Agos Gazetesi Genel Yayın Yönetmeni Yetvart Danzikyan da iki ülke ilişkilerinde yeni bir kapı aralanabileceğini düşünenlerden.
Karabağ savaşında Türkiye ile Azerbaycan'ın zaferle çıkma halinin ortaya yeni bir durum koyduğunu belirten Danzikyan, "Ankara bugüne kadar Karabağ sorunu olduğu için kapıları açmıyordu. Artık Türkiye'nin Ermenistan ile sınırını kapalı tutması için bir nedeni yok" dedi.
Türkiye açık açık söylemese de Ermenistan'ın 1915 "Ermeni Soykırımı"nı gündeme getirmesini de gerekçelerden biri olarak gösterdiğini kaydeden Danzikyan, "Ankara bunu tekrar masaya koyabilir ama Karabağ savaşından sonra bölgede yeni bir denge oluştu.
Ekonomik ilişkilerin baskın çıktığı bir denge. Türkiye'den Azerbaycan'a oradan da Orta Asya'ya uzanacak bir koridor. 9 Kasım'da Rusya'nın aracılık ettiği, Bakü ve Erivan'ın imza koyduğu anlaşmada böyle bir koridor vardı" ifadelerini kullandı.

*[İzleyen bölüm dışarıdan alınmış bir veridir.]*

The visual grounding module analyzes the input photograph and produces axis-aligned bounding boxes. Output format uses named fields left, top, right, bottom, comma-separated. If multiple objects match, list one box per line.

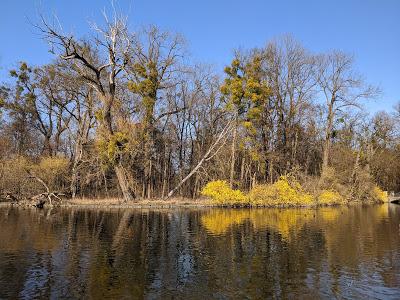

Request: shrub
left=201, top=180, right=248, bottom=205
left=317, top=190, right=344, bottom=205
left=249, top=176, right=314, bottom=206
left=371, top=186, right=388, bottom=202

"Koridor Türkiye için önemli"
Koridorun siyasi ve askeri olarak Azerbaycan'a yerleşmiş Türkiye'nin de ilgisini çektiğini ifade eden Danzikyan, "Koridor ekonomik anlamda Türkiye için önemli hale gelmiş vaziyette. Erdoğan'ın Bosna Hersek dönüşünde yaptığı açıklamasından ekonomik ayağa daha fazla önem verdiğini görüyoruz. Sınırın açılması Ermenistan ve Paşinyan hükümeti için de ekonomik anlamda bir hefes alma imkanı getirir" diye konuştu.

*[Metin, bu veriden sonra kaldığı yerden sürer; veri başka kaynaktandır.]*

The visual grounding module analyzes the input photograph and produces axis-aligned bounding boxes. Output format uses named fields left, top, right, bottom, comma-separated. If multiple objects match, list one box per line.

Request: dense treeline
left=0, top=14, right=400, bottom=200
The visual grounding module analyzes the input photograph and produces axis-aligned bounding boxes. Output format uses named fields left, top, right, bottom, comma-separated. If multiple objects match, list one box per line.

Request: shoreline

Karabağ'daki mağlubiyete rağmen Paşinyan'ın 20 Haziran seçimlerinden galibiyetle çıktığını hatırlatan Danzikyan, devamında şunları söyledi:
"Paşinyan'ın seçmen açısından elinin güçlü olduğunu söyleyebiliriz. Ermenistan kamuoyuna bakıldığında muhalefetin sesi çok çıkıyor ama seçim sonuçları bazen başka türlü olabilir. Dolayısıyla mesele ekonomik anlamda Paşinyan içinde bir çıkış yolu olabilir. Nereye varır bilinmez ve bu tür konularda temkinli olmak icap eder ama bir yere varma imkanı da var. Saydığım sebeplerden dolayı iki ülke arasında yeni bir kapı aralanabilir. Evet, ilişkiler çok kırılgan ama ‘baştan bu iş bir yere varmaz' da dememek lazım. Bir yere varması mümkün."